Systems biology approach identifies nutrient regulation of biological clock in plants

The study will appear in the latest issue of the Proceedings of the National Academy of Sciences. This hypothesis derived from multi-network analysis of Arabidopsis genomic data, and validated experimentally, has shed light on how nutrients affect the molecular networks controlling plant growth and development in response to nutrient sensing.

The study was conducted by a team of researchers at New York University’s Center for Genomics and Systems Biology, Chile’s Pontificia Universidad Católica de Chile, Dartmouth College, and Cold Spring Harbor Labs. The study’s lead authors are Rodrigo A. Gutiérrez of the Pontificia Universidad Católica de Chile and Gloria Coruzzi of NYU’s Center for Genomics and Systems Biology. They note that the systems biology approach to uncovering nutrient regulated gene networks provides new targets for engineering traits in plants of agronomic interest such as increased nitrogen use efficiency, which could lead to reduced fertilizer cost and lowering ground water contamination by nitrates.

Scientists have previously studied how nitrogen nutrients affect gene expression as a way to understand the mechanisms that control plant growth and development. Nitrogen is an essential nutrient and a metabolic signal that is sensed and converted, resulting in the control of gene expression in plants. In addition, nitrate has been shown to serve as a signal for the control of gene expression in Arabidopsis, the first flowering plant to have its entire genome sequenced. There is existing evidence, on a gene-by-gene basis, that products of nitrogen assimilation, the amino acids glutamate (Glu) or glutamine (Gln), might serve as signals of organic nitrogen status that are sensed and in turn regulate gene expression.

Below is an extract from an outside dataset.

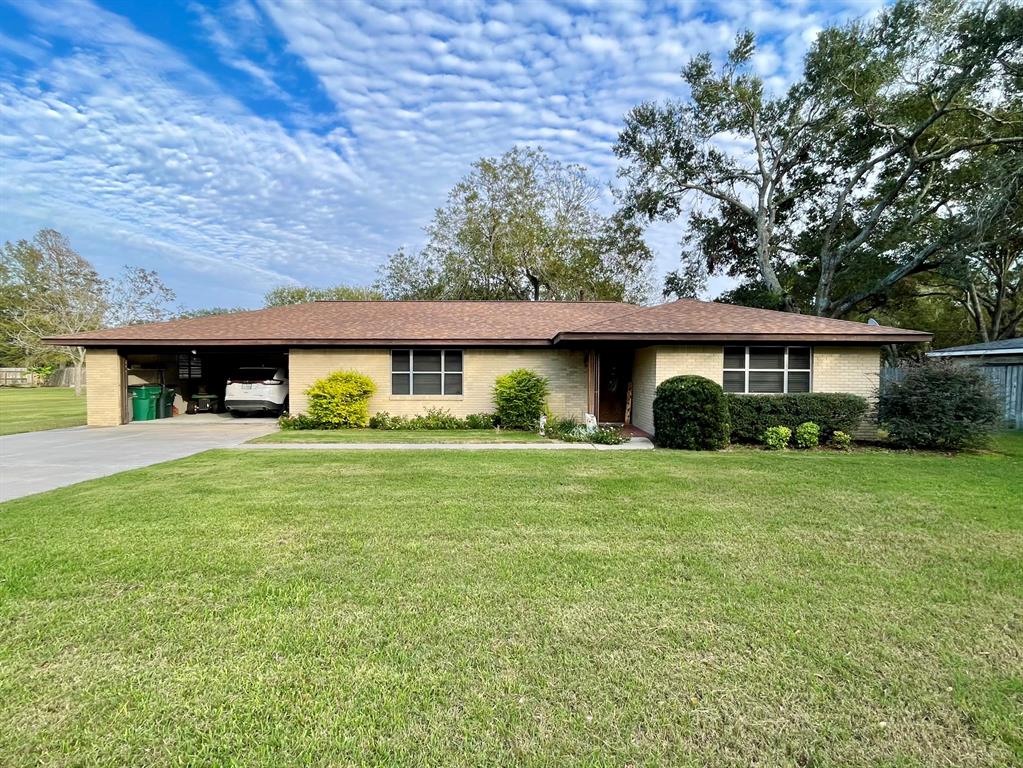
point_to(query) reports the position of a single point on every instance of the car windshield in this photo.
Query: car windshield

To identify genome-wide responses to such organic nitrogen signals, the researchers treated Arabidopsis seedlings with inorganic nitrogen (N) in both the presence and the absence of chemicals that inhibit the assimilation into organic N and conducted a genome-wide analysis of all genes whose expression responds to inorganic or organic forms of nitrogen. Using an integrated network model of molecular interactions for Arabidopsis–constructed by the researchers–in which approximately 7,000 genes are connected by 230,000 molecular interactions, they uncovered a sub-network of genes regulated by organic nitrogen that includes a highly connected network “hub” CCA1, which controls a plant’s biological clock, and target genes involved in nitrogen assimilation.

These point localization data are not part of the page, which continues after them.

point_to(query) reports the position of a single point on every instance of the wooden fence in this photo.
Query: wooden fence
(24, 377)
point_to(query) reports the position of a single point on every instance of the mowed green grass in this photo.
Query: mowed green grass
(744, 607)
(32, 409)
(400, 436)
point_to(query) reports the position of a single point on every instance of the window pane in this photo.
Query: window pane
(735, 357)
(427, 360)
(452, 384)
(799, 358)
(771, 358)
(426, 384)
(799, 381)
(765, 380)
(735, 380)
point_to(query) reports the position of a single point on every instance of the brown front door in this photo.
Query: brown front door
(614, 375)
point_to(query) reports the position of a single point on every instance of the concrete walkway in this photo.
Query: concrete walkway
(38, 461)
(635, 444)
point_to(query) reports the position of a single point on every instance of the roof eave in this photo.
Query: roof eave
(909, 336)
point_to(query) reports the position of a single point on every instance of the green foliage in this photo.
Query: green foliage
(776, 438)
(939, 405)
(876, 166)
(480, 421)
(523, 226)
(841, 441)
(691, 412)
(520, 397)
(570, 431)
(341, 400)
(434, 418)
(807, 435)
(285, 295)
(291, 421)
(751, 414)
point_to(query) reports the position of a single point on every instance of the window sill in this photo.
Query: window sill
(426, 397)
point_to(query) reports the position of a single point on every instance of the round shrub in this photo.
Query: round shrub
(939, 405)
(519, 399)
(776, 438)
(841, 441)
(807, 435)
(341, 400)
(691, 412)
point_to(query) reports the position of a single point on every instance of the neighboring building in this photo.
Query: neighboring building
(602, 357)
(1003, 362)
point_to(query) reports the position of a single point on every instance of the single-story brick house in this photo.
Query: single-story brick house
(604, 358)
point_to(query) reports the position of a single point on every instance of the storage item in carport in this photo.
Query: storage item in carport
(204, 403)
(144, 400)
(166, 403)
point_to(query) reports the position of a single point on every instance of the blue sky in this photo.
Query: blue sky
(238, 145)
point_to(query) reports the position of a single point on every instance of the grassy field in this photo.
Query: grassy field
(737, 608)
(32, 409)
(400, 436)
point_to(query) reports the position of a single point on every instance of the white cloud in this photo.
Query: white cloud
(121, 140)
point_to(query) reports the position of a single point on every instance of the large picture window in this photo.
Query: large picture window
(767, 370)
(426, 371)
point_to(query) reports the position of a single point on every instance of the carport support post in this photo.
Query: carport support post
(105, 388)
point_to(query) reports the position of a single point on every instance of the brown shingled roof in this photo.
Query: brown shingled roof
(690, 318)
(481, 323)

The findings thus provide evidence that plant nutrition, like animal nutrition, is tightly linked to circadian, or biological clock, functions as scientists have previously hypothesized. Other researchers have recently found that the central clock gene Per2 is necessary for food anticipation in mice. This study indicates that nitrogen nutrition affects CCA1, the central clock gene of plants, suggesting nutritional regulation of the biological clock occurs in plants.